Living things are defined in terms of the activities or functions that are missing in nonliving things. The life processes of every organism are carried out by specific materials assembled in definite structures. Thus, a living thing can be defined as a system, or structure, that reproduces, changes with its environment over a period of time, and maintains its individuality by constant and continuous metabolism.
Biologists once depended on the light microscope to study the morphology of cells found in higher plants and animals. The functioning of cells in unicellular and in multicellular organisms was then postulated from observation of the structure; the discovery of the chloroplastids in the cell, for example, led to the investigation of the process of photosynthesis. With the invention of the electron microscope, the fine organization of the plastids could be used for further quantitative studies of the different parts of that process.
Qualitative and quantitative analyses in biology make use of a variety of techniques and approaches to identify and estimate levels of nucleic acids, proteins, carbohydrates, and other chemical constituents of cells and tissues. Many such techniques make use of antibodies or probes that bind to specific molecules within cells and that are tagged with a chemical, commonly a fluorescent dye, a radioactive isotope, or a biological stain, thereby enabling or enhancing microscopic visualization or detection of the molecules of interest.
Chemical labels are powerful means by which biologists can identify, locate, or trace substances in living matter. Some examples of widely used assays that incorporate labels include the Gram stain, which is used for the identification and characterization of bacteria; fluorescence in situ hybridization, which is used for the detection of specific genetic sequences in chromosomes; and luciferase assays, which measure bioluminescence produced from luciferin-luciferase reactions, allowing for the quantification of a wide array of molecules.

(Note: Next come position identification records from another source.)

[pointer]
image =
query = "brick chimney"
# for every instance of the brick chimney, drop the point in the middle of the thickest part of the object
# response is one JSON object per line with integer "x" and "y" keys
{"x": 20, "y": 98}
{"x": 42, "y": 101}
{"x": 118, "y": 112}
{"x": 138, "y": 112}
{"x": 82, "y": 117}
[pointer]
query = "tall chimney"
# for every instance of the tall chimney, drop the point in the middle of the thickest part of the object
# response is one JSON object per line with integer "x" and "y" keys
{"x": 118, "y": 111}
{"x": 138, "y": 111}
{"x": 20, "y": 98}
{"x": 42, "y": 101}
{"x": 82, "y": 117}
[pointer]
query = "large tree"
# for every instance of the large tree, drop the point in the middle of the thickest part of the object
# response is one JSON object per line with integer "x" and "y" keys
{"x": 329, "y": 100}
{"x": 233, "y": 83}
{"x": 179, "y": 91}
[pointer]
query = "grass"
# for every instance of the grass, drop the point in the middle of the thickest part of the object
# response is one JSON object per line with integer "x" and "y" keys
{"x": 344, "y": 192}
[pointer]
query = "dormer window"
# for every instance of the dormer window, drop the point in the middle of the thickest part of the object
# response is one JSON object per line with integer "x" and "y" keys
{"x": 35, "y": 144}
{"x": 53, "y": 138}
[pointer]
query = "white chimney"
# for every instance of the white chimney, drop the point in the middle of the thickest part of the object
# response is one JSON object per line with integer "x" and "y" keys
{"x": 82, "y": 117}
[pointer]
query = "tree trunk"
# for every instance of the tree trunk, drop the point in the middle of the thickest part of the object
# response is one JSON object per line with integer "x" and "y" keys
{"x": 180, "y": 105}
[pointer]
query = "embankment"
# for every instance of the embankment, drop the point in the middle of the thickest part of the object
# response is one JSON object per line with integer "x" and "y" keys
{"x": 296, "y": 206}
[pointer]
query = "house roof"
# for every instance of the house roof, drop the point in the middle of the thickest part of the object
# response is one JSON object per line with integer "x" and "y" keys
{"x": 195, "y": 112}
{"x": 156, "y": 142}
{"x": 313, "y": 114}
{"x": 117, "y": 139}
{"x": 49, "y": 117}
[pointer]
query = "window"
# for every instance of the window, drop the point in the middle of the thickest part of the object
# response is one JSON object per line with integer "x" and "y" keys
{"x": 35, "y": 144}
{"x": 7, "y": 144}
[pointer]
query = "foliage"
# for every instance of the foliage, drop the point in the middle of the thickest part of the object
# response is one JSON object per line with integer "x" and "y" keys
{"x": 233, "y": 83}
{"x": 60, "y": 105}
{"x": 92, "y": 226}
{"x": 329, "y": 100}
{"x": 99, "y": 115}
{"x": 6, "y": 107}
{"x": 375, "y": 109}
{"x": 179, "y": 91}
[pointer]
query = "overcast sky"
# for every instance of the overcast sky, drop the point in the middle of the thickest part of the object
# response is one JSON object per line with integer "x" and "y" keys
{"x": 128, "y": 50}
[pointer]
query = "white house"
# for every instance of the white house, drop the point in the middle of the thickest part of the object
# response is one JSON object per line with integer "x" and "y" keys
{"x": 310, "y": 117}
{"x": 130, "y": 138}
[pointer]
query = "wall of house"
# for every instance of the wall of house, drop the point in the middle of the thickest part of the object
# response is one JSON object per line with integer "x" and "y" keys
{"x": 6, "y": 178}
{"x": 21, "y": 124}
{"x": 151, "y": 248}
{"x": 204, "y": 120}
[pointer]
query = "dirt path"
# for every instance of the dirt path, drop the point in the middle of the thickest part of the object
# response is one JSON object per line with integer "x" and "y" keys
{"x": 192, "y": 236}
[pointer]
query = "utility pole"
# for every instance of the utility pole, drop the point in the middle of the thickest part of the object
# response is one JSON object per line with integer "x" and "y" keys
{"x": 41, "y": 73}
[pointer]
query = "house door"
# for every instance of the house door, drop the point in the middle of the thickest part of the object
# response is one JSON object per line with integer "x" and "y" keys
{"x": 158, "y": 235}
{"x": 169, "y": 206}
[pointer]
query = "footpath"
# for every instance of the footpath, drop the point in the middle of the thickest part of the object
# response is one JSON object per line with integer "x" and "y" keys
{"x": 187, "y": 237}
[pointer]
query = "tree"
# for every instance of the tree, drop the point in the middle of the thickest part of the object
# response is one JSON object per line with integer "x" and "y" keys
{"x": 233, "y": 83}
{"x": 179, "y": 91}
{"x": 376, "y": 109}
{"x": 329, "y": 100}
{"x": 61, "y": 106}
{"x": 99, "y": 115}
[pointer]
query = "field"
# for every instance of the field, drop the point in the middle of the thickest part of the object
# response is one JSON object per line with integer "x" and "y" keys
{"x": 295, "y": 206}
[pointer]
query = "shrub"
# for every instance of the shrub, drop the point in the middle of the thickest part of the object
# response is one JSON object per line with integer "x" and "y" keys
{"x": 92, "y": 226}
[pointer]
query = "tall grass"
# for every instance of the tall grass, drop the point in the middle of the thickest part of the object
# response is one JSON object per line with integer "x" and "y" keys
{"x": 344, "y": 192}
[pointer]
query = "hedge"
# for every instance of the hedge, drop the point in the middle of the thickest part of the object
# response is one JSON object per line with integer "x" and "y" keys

Early biologists viewed their work as a study of the organism. The organism, then considered the fundamental unit of life, is still the prime concern of some modern biologists, and understanding how organisms maintain their internal environment remains an important part of biological research. To better understand the physiology of organisms, researchers study the tissues and organs of which organisms are composed. Key to that work is the ability to maintain and grow cells in vitro (“in glass”), otherwise known as tissue culture.
Some of the first attempts at tissue culture were made in the late 19th century. In 1885, German zoologist Wilhelm Roux maintained tissue from a chick embryo in a salt solution. The first major breakthrough in tissue culture, however, came in 1907 with the growth of frog nerve cell processes by American zoologist Ross G. Harrison. Several years later, French researchers Alexis Carrel and Montrose Burrows had refined Harrison’s methods and introduced the term tissue culture. Using stringent laboratory techniques, workers have been able to keep cells and tissues alive under culture conditions for long periods of time. Techniques for keeping organs alive in preparation for transplants stem from such experiments.
Advances in tissue culture have enabled countless discoveries in biology. For example, many experiments have been directed toward achieving a deeper understanding of biological differentiation, particularly of the factors that control differentiation. Crucial to those studies was the development in the late 20th century of tissue culture methods that allowed for the growth of mammalian embryonic stem cells—and ultimately human embryonic stem cells—on culture plates.